Michal Novak Der spanische Dirigent Juanjo Mena.

"Sind Sie böse, dass Gustavo Dudamel nicht kommt?“, fragte der Konzertbesucher seine Nachbarin. Die schüttelte den Kopf. „Aha, Sie auch nicht.“ Der Wuschelkopf gilt hierzulande nicht ganz ohne Ursache als musikalischer Bruder Leichtfuß. Trotzdem: Interessant wäre es schon gewesen, „Mnemosyne’s Pool“ von Steven Mackey zu hören, das als „erste große amerikanische Symphonie des 21. Jahrhunderts“ gepriesen wird.

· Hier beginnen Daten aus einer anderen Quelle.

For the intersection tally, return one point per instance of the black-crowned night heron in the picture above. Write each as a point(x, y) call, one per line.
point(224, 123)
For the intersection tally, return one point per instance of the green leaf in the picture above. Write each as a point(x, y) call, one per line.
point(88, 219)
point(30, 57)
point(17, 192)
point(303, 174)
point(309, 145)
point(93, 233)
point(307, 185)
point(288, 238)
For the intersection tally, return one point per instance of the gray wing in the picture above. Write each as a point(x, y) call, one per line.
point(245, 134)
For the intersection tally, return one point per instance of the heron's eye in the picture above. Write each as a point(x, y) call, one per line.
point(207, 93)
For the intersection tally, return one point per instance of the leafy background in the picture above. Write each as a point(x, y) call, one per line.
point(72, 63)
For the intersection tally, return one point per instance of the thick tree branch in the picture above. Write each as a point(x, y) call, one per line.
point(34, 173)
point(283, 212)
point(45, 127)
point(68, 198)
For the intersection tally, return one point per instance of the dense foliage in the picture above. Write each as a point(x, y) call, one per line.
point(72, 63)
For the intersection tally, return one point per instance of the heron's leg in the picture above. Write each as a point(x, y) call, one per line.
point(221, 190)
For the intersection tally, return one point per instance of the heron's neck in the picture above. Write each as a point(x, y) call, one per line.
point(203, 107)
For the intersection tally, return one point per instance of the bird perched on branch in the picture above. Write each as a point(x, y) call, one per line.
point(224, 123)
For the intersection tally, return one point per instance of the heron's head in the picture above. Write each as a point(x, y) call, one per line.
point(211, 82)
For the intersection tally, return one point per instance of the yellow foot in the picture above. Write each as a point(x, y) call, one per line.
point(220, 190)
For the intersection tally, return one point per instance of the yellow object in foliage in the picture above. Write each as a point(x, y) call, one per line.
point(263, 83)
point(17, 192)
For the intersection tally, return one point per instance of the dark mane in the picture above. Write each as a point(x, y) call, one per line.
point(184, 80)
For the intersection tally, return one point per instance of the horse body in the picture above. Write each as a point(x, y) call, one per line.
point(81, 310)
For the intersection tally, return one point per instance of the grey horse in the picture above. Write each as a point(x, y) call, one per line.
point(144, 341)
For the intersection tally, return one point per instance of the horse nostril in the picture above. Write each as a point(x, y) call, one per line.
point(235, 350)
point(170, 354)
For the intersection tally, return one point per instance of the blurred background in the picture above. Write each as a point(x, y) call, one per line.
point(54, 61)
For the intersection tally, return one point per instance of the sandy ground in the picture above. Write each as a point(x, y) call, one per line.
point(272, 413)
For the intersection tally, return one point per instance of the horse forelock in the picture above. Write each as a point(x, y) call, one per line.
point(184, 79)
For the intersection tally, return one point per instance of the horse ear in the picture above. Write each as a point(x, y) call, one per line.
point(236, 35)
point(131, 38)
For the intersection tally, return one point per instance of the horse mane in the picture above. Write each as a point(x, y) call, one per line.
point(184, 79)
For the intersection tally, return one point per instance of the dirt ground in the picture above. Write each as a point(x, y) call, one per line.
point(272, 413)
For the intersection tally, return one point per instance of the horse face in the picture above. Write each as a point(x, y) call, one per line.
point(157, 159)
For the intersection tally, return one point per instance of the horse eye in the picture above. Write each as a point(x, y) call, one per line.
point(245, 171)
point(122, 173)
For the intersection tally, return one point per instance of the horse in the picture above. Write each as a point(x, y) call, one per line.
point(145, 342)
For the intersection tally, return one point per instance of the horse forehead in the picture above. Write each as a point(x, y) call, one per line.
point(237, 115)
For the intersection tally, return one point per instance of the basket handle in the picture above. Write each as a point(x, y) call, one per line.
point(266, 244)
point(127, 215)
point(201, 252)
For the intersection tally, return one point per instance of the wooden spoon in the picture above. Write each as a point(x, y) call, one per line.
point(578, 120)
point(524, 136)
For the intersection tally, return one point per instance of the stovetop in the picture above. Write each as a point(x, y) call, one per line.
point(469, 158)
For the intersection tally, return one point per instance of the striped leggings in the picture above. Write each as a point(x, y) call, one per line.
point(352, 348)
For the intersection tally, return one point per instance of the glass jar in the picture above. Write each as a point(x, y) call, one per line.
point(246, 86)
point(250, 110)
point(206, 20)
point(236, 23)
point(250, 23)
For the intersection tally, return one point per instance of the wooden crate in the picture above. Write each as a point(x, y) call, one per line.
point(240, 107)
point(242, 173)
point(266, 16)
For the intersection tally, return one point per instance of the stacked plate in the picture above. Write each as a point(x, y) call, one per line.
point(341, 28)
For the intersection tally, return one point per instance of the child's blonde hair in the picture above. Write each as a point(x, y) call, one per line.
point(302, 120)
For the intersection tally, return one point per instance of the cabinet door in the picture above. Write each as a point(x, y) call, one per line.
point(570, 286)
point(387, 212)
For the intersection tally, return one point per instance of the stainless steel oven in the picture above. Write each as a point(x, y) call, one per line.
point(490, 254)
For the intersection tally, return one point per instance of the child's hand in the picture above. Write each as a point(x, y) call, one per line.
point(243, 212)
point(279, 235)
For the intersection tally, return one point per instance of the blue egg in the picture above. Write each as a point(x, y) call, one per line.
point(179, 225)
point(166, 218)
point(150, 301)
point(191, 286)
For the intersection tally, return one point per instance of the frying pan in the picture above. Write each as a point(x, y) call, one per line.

Für den erkrankten Venezolaner sprang der Spanier Juanjo Mena beim Symphonieorchester des Bayerischen Rundfunks ein. Dass er einen 2015 von Dudamel in Los Angeles uraufgeführten Amerikaner im Repertoire hat, kann man nicht verlangen, und so gab es im Herkulessaal ersatzweise Mozarts Violinkonzert Nr. 3.

Dafür gewann das löbliche Management Janine Jansen. Ein Glücksgriff. Die niederländische Geigerin befreite Mozart von jeder süßlichen Süffigkeit, ohne ihn gleich wütend zu zerkratzen. Sie spielt forsch. Aber ohne jeden Selbstzweck, sondern der Frische wegen. Und so entsteht ein federleichter Schwung, der diese Musik wie aus dem Moment entstehen lässt. Dass die Kadenzen ein wenig verhaucht wirkten, störte nur ein bisschen.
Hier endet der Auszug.